Common Mount Options

OptionDescription
-v /path:/pathMounts a directory directly. Add :ro for read-only.
--mountMore explicit alternative; preferred for complex mounts.
--userns=keep-idEnsures file ownership inside the container matches your user ID outside.

Example: Interactive Session with Mounted Directories

podman run --rm -it \
--userns=keep-id \
-v /group:/group:ro \
-v /work:/work \
-v /volatile:/volatile \
-v /cvmfs:/cvmfs:ro \
-v /u/home/$USER:/u/home/$USER \
jlab/base:alma9.5

This mounts:

  • Shared project files (/group)
  • Writable scratch space (/work, /volatile)
  • Read-only software (/cvmfs)
  • Your home directory, preserving .bashrc, user configs, and shell history

⚠️ Opt to make your CUE_home /u/home/$USER directory available via /u/home/$USER. This explicitly avoids loading your ifarm .bashrc or .cshrc file. In order to keep the container environment reproducable, opt to write a specific .bashrc if needed.

Planning for Separation of Code, Data, and Configuration

One of the most effective ways to maintain reproducibility and portability in containerized environments is to separate your concerns — that is, keep your code, data, and configuration files logically and physically distinct.

This separation allows your container to stay focused and minimal: it should contain only the tools and environment necessary to run your workflows, not the workflows themselves or the data they operate on.

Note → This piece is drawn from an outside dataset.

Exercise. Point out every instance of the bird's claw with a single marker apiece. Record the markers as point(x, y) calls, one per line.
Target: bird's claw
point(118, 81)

🔹 Step-by-Step Thought Process

QuestionGuideline
Where does your code live?Build it into the container or a Git-tracked directory under /u/home/$USER.
Where is your input data located?Mount it from /work, /volatile, or /cache depending on access patterns and size.
Where do you want output files to go?Write to /volatile or /work — then archive to mass storage using jput. If using swif2 opt to use -output tags for direct tape deposition.
Do you need custom shell configuration?Provide a minimal .bashrc inside the container image or mount one explicitly. Avoid using the host .bashrc.
How do you pass in run-time configuration (JSON, YAML, etc.)?Use bind mounts or pass environment variables when running the container. Avoid baking config into the container image.

Example Layout

Container Image:

  • Installed tools (ROOT, Python, CMake)
  • Default environment setup (ENTRYPOINT, ENV)

Mounted Paths at Runtime:

  • /work/myproj/input/ → Large input files, distilled root files, large models (read-only)
  • /volatile/myproj/$USER/job123/ → Scratch space for outputs (read-write)

🧠 Best Practices

  • Treat containers like analysis appliances — don't clutter them with temporary files.
  • Avoid surprises by not relying on host shell startup scripts (.bashrc, .cshrc) unless intentionally mounted.
  • Use config files or env vars to make your workflow jobs reproducible and adjustable without rebuilding.
  • Keep code in Git and data in /work or /cache, not baked into container images.
  • Test interactively with mounted volumes before submitting batch jobs.

💡 A clean separation helps you scale — whether that means submitting thousands of Slurm jobs, running workflows on OSG, or debugging from your laptop. The more predictable your container environment is, the easier your scientific workflows will be to share and sustain.

When to Use --mount Instead of -v

For scripts or reproducible workflows, the --mount flag is preferred:

podman run --rm -it \
--userns=keep-id \
--mount type=bind,source=/work,target=/work \
--mount type=bind,source=/cvmfs,target=/cvmfs,readonly \
jlab/base:alma9.5

This is clearer and reduces errors in automated scripts.

Tips

  • Avoid writing to /group. It is for not designed for output, but more for making and saving code.
  • Use /volatile for large file output or temporary data.
  • Never assume mounted paths exist inside the container unless you explicitly bind them.
  • Always save desired output using jput to the mass storage system for your group. The /volatile location is periodically cleared, and you could loose your data if not saved properly.

ℹ️ Ephemeral containers are stateless by design. Bind-mounting host paths ensures your container can access and write data during execution while staying portable and clean across environments.